Jacques-Yves Cousteau

  • Museum’s Treasure! exhibit offers valuable lessons

    By Lannis Waters

    By Willie Howard - Palm Beach Post

    Visitors to the South Florida Science Museum can explore the quest for gold and other valuables in the days of pirates and modern times through the exhibit Treasure !, which runs through Jan. 6.

    While learning about treasure in the days of Spanish galleons and pirates, kids of any age can take turns trying to “fire” a cannon through a port hole to protect their vessel by sinking a passing pirate ship.

    Those who miss are instructed to “swab the deck, you scallywag.”
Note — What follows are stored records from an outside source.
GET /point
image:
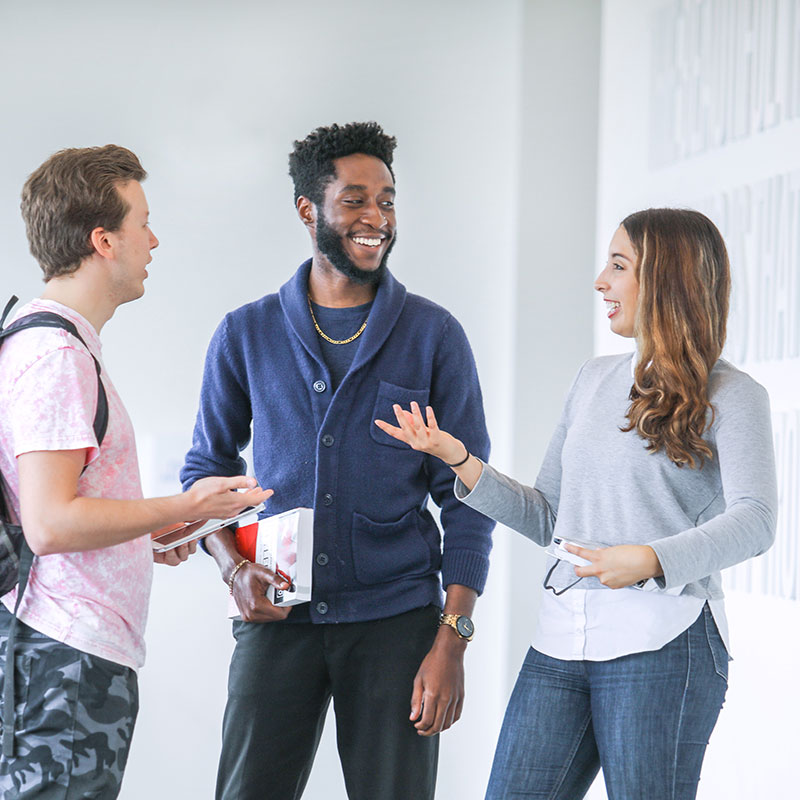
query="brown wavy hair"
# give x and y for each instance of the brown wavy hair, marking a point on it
(684, 287)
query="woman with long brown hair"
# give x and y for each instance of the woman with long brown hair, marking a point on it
(659, 474)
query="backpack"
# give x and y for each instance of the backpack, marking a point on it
(16, 557)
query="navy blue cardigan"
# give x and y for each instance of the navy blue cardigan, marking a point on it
(378, 549)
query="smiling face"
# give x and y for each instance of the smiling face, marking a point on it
(618, 284)
(132, 245)
(355, 225)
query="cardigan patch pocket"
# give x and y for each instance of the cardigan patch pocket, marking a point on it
(388, 394)
(386, 551)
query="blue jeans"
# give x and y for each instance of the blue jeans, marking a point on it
(645, 718)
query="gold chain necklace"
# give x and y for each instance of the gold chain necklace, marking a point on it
(328, 338)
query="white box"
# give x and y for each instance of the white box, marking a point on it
(285, 543)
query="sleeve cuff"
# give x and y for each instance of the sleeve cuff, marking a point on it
(465, 567)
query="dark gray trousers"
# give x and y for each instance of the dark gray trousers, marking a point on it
(282, 679)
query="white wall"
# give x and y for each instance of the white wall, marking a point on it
(700, 107)
(211, 96)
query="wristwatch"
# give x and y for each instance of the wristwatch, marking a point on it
(461, 624)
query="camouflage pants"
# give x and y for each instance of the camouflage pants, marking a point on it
(75, 717)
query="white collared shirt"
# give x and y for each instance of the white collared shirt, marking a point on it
(601, 624)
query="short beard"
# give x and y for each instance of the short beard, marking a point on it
(330, 245)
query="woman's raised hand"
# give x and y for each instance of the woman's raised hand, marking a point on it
(428, 438)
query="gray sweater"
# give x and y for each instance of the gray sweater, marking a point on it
(600, 485)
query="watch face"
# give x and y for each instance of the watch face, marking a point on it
(465, 627)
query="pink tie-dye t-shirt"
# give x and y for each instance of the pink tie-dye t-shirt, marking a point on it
(96, 600)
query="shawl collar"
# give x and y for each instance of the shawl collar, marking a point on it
(386, 309)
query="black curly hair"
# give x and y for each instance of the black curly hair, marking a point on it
(311, 162)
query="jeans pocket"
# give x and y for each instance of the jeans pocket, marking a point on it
(718, 650)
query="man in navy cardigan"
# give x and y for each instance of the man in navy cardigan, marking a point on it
(311, 368)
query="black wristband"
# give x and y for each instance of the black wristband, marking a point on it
(463, 460)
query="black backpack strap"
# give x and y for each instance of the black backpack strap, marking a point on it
(9, 715)
(39, 319)
(48, 319)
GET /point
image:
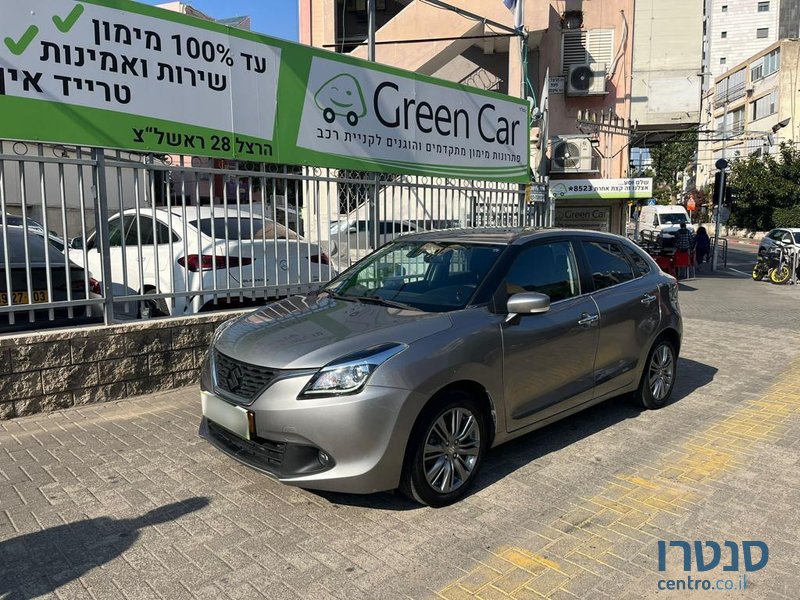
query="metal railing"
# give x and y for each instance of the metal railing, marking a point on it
(111, 236)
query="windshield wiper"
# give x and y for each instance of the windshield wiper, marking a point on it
(384, 302)
(338, 296)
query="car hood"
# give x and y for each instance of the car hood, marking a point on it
(304, 332)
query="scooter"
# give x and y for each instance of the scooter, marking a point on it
(766, 264)
(787, 266)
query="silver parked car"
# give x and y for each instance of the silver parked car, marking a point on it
(406, 368)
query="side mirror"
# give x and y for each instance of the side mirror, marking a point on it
(527, 303)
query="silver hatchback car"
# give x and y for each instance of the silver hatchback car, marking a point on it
(404, 370)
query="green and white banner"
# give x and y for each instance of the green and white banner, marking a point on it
(120, 74)
(601, 189)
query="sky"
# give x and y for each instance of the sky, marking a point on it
(277, 18)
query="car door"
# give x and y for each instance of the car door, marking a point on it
(628, 304)
(147, 248)
(94, 260)
(548, 358)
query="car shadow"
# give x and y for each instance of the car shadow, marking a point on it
(36, 564)
(513, 455)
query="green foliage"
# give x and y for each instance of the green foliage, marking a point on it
(787, 217)
(768, 189)
(670, 159)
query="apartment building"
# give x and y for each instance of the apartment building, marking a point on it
(752, 107)
(737, 29)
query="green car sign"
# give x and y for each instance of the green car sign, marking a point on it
(341, 96)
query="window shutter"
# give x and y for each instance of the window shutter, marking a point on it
(589, 46)
(600, 44)
(574, 50)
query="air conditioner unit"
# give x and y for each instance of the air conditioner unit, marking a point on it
(586, 80)
(571, 155)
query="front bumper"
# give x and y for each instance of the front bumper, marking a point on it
(363, 437)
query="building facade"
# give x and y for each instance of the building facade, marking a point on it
(752, 108)
(737, 29)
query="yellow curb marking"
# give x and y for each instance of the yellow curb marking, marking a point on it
(635, 501)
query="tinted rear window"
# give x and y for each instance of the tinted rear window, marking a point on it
(36, 247)
(241, 229)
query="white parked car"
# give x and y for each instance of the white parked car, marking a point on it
(358, 234)
(193, 251)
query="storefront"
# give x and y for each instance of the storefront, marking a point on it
(597, 204)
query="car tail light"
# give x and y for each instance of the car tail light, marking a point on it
(206, 262)
(78, 285)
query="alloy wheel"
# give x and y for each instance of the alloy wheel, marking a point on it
(662, 372)
(452, 446)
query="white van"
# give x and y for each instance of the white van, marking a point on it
(663, 220)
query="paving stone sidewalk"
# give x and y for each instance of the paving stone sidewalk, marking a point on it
(123, 500)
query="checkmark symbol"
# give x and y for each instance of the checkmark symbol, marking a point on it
(17, 47)
(64, 25)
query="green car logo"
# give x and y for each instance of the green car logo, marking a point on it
(341, 96)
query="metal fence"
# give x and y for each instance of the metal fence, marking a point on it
(100, 235)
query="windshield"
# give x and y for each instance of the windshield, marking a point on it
(234, 228)
(676, 218)
(427, 276)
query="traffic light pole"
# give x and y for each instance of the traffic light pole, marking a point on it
(719, 197)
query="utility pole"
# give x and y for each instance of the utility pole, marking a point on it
(371, 30)
(719, 193)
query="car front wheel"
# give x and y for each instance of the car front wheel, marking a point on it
(658, 379)
(445, 450)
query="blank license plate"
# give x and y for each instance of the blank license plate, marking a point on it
(232, 418)
(39, 296)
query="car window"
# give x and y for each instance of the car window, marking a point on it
(234, 228)
(134, 230)
(607, 264)
(116, 232)
(640, 264)
(37, 248)
(420, 274)
(545, 268)
(165, 235)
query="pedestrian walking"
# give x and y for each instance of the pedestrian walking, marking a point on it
(683, 239)
(702, 245)
(683, 247)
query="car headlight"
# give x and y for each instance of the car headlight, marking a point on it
(349, 374)
(221, 329)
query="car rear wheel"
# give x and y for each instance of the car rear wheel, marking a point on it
(780, 275)
(658, 379)
(153, 307)
(445, 450)
(759, 271)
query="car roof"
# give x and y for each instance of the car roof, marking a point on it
(504, 235)
(198, 212)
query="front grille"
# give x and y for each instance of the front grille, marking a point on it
(240, 380)
(264, 454)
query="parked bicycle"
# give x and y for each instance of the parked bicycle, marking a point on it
(787, 265)
(767, 261)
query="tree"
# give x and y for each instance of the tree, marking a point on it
(670, 159)
(767, 189)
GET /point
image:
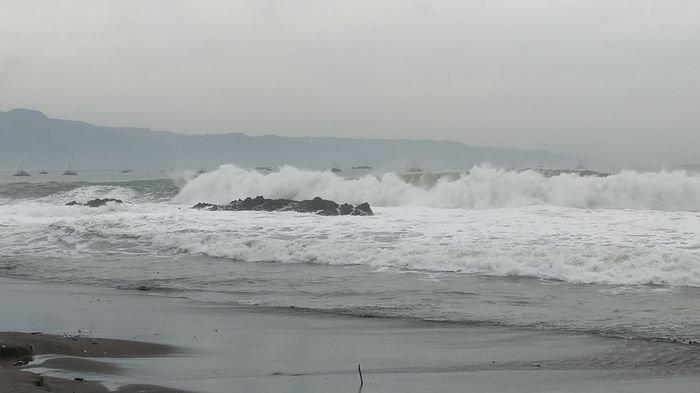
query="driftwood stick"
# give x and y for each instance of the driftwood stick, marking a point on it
(359, 370)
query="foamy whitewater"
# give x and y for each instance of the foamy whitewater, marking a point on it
(617, 255)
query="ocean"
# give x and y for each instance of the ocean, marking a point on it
(616, 256)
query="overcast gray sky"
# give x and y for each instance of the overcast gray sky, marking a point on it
(617, 79)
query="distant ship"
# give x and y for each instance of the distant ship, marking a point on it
(69, 172)
(21, 172)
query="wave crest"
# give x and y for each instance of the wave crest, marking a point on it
(482, 187)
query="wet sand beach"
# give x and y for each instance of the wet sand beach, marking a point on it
(233, 348)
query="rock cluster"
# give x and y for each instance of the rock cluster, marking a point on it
(95, 202)
(317, 205)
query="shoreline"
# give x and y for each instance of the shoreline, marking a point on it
(18, 352)
(223, 348)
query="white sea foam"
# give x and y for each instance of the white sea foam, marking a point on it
(482, 188)
(86, 193)
(575, 245)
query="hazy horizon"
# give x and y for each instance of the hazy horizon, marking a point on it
(616, 82)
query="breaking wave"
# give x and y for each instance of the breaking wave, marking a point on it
(482, 187)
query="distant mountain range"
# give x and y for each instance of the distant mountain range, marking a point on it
(30, 139)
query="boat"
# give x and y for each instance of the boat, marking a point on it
(69, 172)
(21, 172)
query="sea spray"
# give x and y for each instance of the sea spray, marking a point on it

    Moving forward in time, visitors can learn about the history of the metal detector or about Geocaching — the use of hand-held GPS devices to find hidden caches, a hobby created in 2000 by Dave Ulmer near Portland, Ore.

    Treasure! is not only about the quest for precious metals and other valuables.
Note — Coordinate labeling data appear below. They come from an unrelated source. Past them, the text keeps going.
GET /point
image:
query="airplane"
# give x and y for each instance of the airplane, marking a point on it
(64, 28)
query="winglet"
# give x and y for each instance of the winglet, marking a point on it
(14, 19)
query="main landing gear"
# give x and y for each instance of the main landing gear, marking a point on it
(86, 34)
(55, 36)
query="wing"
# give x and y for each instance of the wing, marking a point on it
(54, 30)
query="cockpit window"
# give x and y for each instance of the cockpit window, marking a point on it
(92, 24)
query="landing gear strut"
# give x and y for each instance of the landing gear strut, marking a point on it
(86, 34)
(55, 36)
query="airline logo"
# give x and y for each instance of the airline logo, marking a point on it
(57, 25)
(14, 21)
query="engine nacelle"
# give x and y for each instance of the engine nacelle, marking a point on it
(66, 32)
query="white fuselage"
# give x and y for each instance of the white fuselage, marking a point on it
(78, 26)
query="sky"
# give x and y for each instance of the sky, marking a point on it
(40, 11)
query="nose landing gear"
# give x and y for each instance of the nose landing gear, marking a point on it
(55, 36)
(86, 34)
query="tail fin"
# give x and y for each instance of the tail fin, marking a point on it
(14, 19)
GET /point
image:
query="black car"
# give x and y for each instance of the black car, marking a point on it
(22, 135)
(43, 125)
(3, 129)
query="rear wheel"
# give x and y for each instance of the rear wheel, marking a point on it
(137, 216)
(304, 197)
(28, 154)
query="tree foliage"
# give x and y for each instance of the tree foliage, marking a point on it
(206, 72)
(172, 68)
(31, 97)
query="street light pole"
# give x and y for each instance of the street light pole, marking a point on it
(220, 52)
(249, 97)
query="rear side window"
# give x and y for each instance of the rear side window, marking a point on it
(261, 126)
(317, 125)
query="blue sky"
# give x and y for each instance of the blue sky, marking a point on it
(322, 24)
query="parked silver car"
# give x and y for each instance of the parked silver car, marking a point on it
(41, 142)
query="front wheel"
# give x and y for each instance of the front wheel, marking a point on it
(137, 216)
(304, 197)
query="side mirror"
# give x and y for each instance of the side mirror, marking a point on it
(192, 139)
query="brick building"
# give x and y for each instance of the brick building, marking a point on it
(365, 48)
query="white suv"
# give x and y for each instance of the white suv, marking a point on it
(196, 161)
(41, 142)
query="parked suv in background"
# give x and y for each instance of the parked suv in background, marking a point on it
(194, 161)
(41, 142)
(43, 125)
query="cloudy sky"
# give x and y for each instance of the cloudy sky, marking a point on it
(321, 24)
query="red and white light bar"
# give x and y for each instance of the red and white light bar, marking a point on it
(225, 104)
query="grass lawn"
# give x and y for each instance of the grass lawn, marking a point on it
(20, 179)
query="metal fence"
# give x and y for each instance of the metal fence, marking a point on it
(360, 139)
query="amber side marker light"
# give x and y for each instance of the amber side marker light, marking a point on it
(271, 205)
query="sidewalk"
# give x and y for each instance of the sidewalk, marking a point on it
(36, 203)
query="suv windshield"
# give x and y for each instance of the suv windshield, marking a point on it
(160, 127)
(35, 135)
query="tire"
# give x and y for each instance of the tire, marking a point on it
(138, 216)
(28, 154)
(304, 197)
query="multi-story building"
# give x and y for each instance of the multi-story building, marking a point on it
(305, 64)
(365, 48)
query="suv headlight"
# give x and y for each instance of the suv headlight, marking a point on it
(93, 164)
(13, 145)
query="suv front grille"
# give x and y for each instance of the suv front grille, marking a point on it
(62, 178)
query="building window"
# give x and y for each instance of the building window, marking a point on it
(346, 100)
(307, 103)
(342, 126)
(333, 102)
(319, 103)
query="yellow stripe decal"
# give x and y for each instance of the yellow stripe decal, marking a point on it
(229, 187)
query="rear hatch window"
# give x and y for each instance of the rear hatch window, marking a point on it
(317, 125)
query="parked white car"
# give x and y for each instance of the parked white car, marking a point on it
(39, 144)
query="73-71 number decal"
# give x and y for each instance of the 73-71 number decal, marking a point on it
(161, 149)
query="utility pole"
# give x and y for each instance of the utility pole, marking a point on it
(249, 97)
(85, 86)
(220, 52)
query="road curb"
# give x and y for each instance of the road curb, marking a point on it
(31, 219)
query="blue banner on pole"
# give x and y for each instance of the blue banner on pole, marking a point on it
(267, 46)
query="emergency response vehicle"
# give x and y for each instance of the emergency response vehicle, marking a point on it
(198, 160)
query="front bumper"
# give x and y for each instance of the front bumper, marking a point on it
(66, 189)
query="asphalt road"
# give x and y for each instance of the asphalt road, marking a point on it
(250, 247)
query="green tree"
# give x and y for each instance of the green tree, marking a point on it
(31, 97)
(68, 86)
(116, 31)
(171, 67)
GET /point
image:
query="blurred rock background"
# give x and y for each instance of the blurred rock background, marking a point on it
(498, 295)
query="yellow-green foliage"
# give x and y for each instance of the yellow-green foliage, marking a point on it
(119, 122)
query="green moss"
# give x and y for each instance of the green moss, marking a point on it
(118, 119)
    It’s about the methods used to find them.

    Because scuba gear is used by divers to recover treasure from sunken Spanish galleons, the history of the Aqua Lung, invented in 1943 by Jacques Cousteau and Emile Gagnan, is featured in the exhibit.

    A more modern underwater exploration tool, the remotely operated vehicle, or ROV, is available for visitors to steer in an aquarium.

    One mysterious display describes the so-called Money Pit at Oak Island, Nova Scotia, where underground caverns discovered in the 1800s supposedly contain man-made objects.

    The island in Mahone Bay is rumored to be a place where Captain William Kidd or possibly Edward Teach (Blackbeard) buried treasure.